At lowest level of socio economic status there is a highest probability of dementia which may be due to lower economic condition which results in depression, sufferings which in turn results in dementia.

In [None]:
plt.figure(figsize=(12, 8))
ax = sns.violinplot(x="M/F", y="SES",hue="CDR",split=True, data=df_long)
plt.show()


**Observation:**

- Interesting pattern observed from the above plot that in mens there are two peaks of highest dementia cases one at 1 (Highest status) and 4(lower status) and in between 1 and 4 there less instances of dementia cases whereas in case of females highest peak is at 2 whereas at 1 and 5 there are slightly less dementia cases reported.
- It suggests that womens have less dementia probability at extreme higher and extreme lower level of socio economic status while mens have exactly opposite phenomenon.

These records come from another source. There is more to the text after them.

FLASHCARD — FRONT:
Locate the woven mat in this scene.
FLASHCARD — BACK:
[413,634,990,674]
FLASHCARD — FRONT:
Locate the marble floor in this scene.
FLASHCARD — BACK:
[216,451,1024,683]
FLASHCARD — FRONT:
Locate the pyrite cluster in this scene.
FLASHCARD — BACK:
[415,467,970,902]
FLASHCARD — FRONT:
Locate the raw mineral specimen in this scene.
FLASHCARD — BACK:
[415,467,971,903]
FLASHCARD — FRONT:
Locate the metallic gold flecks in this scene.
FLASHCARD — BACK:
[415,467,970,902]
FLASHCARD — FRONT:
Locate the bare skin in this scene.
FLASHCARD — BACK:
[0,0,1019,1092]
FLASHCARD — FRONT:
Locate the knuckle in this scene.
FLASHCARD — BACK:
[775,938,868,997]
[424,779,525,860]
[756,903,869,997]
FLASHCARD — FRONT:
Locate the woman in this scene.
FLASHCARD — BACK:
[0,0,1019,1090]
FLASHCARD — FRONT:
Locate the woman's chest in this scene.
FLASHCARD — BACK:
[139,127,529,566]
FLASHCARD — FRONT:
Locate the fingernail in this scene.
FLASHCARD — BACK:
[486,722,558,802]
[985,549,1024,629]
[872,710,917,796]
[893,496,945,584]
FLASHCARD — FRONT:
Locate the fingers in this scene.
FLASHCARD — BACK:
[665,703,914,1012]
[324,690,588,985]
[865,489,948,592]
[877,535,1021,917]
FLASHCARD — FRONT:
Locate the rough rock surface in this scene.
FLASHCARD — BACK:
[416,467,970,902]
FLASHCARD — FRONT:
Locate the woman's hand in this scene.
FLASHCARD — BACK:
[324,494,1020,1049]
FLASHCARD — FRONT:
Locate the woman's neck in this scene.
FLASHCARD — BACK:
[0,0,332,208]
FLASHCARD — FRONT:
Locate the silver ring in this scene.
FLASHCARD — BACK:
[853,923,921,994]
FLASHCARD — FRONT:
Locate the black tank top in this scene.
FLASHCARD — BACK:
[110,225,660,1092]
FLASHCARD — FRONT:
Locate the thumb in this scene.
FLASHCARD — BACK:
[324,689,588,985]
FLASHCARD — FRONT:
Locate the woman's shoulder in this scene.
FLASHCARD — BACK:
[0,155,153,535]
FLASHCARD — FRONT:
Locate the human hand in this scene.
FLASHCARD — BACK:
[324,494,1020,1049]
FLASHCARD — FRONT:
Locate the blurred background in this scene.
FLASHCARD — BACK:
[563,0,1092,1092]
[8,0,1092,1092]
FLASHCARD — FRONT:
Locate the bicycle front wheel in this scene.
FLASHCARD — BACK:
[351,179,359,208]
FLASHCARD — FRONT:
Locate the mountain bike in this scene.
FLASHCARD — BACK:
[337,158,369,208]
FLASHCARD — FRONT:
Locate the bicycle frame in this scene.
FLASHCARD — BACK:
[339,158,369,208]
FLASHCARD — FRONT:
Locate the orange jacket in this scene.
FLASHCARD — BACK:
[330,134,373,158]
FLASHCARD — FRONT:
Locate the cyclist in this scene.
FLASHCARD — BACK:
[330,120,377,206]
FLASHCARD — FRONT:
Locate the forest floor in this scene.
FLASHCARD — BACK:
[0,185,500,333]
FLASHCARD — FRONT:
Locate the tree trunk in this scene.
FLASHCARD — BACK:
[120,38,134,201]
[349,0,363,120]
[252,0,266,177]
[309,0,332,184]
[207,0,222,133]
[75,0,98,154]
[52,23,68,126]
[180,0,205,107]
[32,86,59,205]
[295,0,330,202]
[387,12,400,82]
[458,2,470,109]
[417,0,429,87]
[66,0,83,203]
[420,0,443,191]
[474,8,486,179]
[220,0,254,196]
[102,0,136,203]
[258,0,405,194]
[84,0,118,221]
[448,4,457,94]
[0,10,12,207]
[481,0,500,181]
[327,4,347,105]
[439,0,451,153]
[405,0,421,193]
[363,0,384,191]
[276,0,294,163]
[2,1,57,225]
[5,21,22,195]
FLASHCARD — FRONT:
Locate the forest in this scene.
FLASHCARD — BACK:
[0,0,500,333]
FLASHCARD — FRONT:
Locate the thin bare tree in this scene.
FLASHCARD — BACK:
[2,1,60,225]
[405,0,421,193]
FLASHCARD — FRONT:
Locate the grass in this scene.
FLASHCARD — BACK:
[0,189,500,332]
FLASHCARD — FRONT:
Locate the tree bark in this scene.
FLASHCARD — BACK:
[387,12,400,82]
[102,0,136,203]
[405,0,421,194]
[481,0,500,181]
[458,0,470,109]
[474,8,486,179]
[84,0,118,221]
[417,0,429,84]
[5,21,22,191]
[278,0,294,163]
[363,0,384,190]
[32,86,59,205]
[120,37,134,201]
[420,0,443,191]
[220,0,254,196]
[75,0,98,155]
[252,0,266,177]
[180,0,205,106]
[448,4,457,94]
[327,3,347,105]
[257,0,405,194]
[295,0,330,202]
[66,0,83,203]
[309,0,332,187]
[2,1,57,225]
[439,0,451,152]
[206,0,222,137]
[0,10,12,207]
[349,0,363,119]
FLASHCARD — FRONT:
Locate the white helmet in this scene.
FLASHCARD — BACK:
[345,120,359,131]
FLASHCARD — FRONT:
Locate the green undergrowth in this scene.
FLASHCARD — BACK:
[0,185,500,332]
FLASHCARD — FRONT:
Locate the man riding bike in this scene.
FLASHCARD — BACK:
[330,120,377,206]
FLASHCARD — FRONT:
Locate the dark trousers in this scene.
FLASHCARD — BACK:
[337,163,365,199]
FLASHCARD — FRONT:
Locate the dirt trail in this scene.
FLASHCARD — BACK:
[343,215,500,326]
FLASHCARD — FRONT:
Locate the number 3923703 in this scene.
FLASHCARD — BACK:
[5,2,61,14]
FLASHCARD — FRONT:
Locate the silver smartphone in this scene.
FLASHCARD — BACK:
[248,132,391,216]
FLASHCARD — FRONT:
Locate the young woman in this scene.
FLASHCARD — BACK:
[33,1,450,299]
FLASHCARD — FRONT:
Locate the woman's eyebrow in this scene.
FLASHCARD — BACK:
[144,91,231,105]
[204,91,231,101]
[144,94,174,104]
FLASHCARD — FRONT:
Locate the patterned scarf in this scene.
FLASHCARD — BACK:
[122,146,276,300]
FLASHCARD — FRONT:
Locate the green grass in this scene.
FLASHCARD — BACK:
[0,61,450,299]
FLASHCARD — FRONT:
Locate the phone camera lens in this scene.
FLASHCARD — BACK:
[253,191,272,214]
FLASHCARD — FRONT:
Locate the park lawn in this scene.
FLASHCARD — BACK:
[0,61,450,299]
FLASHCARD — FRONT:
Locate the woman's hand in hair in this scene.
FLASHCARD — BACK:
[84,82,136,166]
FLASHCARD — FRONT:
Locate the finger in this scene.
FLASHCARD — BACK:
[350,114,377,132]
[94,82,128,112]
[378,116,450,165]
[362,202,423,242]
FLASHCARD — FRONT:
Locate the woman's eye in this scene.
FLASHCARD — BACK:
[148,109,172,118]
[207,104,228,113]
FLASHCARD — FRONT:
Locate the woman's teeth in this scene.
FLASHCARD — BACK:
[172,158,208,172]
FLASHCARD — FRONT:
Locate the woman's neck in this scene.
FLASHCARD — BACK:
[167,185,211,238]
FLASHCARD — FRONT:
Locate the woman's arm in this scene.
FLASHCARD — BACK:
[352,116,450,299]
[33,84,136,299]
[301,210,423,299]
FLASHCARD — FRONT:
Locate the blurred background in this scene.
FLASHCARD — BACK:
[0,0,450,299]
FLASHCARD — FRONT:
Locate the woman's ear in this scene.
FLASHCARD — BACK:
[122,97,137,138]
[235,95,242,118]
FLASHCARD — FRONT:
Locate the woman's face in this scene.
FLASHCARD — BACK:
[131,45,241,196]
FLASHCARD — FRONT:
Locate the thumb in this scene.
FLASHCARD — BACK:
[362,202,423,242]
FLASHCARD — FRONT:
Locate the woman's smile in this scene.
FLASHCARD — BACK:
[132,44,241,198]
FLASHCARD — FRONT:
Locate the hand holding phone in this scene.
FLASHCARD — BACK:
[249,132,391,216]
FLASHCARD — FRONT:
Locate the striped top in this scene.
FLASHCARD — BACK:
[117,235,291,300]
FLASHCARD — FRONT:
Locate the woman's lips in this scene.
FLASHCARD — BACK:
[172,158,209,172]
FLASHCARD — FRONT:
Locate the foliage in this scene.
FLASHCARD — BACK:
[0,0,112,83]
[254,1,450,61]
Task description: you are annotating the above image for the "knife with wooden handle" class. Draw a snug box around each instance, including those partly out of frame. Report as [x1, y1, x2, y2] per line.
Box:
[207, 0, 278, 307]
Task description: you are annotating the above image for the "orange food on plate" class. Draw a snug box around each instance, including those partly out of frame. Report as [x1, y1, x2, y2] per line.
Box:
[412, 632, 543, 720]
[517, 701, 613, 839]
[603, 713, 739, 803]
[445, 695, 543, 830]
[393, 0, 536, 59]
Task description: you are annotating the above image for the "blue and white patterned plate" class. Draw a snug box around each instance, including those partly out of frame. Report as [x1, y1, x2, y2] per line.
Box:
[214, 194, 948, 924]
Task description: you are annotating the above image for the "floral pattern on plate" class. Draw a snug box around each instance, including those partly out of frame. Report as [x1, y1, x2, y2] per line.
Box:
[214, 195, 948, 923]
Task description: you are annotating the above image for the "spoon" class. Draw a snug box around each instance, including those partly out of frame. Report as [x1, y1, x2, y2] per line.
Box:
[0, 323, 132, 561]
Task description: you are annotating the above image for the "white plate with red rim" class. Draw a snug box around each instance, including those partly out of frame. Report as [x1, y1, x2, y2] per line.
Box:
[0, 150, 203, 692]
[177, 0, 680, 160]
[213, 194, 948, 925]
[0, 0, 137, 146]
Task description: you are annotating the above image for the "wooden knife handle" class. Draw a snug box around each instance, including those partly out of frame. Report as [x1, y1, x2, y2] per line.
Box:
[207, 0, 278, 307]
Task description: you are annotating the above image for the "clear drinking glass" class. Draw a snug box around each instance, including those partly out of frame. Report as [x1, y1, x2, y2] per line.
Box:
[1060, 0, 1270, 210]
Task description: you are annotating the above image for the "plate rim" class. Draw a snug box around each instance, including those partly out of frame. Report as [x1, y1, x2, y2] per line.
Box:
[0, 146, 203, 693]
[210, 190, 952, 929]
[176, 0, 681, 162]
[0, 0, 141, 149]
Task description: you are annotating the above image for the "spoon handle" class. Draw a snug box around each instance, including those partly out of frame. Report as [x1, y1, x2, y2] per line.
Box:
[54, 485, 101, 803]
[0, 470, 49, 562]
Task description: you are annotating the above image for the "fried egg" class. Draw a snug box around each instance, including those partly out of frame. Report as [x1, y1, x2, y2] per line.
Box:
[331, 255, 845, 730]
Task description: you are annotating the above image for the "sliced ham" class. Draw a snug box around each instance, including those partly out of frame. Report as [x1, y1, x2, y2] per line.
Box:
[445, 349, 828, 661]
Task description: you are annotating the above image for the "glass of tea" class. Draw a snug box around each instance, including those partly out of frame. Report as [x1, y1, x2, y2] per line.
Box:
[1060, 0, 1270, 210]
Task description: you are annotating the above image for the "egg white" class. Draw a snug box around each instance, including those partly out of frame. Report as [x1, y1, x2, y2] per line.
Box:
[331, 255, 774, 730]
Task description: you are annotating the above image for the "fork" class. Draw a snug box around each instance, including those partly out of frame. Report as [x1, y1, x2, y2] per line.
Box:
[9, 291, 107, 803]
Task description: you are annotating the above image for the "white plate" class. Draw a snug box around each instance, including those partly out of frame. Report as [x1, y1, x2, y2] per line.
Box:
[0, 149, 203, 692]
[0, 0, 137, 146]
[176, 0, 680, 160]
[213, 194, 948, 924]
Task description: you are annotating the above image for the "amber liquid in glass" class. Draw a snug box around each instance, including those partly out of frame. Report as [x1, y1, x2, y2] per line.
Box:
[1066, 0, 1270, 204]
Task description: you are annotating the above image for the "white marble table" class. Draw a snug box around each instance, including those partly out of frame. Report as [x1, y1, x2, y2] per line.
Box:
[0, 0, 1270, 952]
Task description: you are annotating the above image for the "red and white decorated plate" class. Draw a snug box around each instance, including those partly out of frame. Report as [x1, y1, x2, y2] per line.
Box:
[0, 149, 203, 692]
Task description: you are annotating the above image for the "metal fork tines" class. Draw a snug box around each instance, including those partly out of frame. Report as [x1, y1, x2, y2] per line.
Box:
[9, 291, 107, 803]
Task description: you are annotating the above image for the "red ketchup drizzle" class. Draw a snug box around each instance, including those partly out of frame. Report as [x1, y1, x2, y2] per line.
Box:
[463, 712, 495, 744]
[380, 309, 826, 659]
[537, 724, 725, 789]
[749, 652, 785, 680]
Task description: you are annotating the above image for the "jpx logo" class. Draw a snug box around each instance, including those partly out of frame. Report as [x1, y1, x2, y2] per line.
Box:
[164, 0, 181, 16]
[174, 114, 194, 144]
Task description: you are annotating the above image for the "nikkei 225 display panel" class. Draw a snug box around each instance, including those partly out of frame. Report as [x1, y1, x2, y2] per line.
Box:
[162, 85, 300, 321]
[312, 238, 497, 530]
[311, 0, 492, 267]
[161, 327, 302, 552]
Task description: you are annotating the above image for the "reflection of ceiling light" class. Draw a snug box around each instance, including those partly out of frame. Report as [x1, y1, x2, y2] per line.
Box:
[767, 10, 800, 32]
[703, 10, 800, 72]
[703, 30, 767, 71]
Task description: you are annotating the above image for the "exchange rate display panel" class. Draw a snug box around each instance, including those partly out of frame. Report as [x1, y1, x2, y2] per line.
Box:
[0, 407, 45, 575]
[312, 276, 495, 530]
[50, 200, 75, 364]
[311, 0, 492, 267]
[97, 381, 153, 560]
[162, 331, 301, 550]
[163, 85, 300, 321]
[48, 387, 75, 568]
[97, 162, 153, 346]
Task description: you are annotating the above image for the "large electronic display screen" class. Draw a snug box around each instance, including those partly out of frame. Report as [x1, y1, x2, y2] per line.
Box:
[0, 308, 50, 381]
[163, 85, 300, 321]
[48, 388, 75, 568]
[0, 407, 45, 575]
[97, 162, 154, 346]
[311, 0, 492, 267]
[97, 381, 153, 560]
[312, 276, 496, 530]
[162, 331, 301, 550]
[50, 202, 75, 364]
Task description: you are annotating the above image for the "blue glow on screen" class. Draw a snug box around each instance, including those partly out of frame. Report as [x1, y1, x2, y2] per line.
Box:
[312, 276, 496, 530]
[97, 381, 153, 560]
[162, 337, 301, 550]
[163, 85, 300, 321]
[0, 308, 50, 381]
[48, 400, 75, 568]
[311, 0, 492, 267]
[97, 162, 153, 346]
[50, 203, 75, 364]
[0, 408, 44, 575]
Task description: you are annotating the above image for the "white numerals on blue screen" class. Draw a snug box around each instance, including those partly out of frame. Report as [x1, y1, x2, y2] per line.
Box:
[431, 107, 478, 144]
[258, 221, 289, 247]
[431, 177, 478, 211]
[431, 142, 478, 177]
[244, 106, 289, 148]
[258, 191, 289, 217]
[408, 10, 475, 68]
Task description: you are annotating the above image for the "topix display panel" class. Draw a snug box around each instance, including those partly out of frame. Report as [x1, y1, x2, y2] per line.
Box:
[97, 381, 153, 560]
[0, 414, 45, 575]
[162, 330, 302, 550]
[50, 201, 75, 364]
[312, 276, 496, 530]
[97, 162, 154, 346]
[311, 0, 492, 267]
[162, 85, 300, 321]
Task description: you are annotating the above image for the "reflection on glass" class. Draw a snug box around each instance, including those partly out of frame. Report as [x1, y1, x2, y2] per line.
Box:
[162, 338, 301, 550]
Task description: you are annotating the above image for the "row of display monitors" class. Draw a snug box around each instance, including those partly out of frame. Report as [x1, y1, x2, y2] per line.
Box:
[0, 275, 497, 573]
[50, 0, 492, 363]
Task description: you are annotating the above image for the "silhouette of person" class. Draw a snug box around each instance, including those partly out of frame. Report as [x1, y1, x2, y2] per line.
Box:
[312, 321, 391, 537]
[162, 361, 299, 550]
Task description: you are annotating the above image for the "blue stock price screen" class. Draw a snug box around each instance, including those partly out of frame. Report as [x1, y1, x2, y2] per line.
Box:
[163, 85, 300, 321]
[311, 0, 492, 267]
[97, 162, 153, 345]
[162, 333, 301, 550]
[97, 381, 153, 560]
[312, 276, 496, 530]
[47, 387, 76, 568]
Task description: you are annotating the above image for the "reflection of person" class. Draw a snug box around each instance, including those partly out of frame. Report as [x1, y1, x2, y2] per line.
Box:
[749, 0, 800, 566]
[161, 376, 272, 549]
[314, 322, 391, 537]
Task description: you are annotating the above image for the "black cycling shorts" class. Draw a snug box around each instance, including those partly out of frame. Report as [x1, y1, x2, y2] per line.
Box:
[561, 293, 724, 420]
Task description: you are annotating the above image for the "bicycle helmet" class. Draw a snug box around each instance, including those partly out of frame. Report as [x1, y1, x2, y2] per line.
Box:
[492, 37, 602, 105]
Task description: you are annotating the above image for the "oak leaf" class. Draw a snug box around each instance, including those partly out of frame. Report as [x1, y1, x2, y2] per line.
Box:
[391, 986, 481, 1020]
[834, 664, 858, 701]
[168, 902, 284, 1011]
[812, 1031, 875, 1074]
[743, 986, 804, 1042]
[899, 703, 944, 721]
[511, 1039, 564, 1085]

**ASF - Atlas scaling factor** (unitless). Computed scaling factor that transforms native-space brain and skull to the atlas target (i.e., the determinant of the transform matrix)

In [None]:
df_long['ASF'].describe()

In [None]:
plt.figure(figsize=(12, 8))
ax = sns.violinplot(x="M/F", y="ASF",hue="CDR",split=True, data=df_long)
plt.show()

In [None]:
plt.figure(figsize=(12, 8))
ax = sns.violinplot(x="MMSE", y="ASF",split=True, data=df_long)
plt.show()

From the above plot we can get the intuition about ASF as in  case of normal patients the value of ASF distributed between 0.8 and 1.6 but as the patients started showing dementia cases its value centered around 1 as in case of Mild, Moderate and Severe it shrinks down to 1.1

In [None]:
plt.figure(figsize=(12, 8))
ax = sns.violinplot(x="MMSE", y="nWBV",split=True, data=df_long)
plt.show()

**Observation:**

Same pattern observed in case of nWBV as the dementia level increases nWBV centered between 0.65 and 0.70.

In [None]:
plt.figure(figsize=(12, 8))
ax = sns.violinplot(x="MMSE", y="Visit",split=True, data=df_long)
plt.show()

**Observation:**

Severe Dementia cases starts reporting as the number of visits increases to more than 3 whereas normal cases are also reported after higher number of visits more than 3 but they are very few in number. 

## Multicollinearity

In this step, we will see how much variables are correlated with another

In [None]:
plt.figure(figsize=(14, 8))
sns.heatmap(df_long.corr(), annot=True)
plt.show()

As we can see Visit and MR Delay are showing close correlation to 0.92 but I am not dropping any correlated variable as of now.

# Key Insights:
- Most of the cases of dementia observed in the age group of 70 - 80 years of Age.
- Mens develop dementia at early age before 60 years while womens have tendency of dementia at later age of later than 60 years
- In mens dementia starts at an education level of 4 years and most prevalent at education level of 12 years and 16 years and it can also extend upto more than 20 years of education level, while in womens dementia starts after 5 years of education level and most prevalent around 12 to 13 years of education level and it started to decrease as womens education level increase
- Dementia is prevalent in Mens  having highest and lowest socio economic status while womens having medium socio economic status have higher dementia cases.
- Lower values of ASF close to 1 corresponds to severe dementia cases.
- Severe dementia is diagnosed after minnimum 3 number of visits.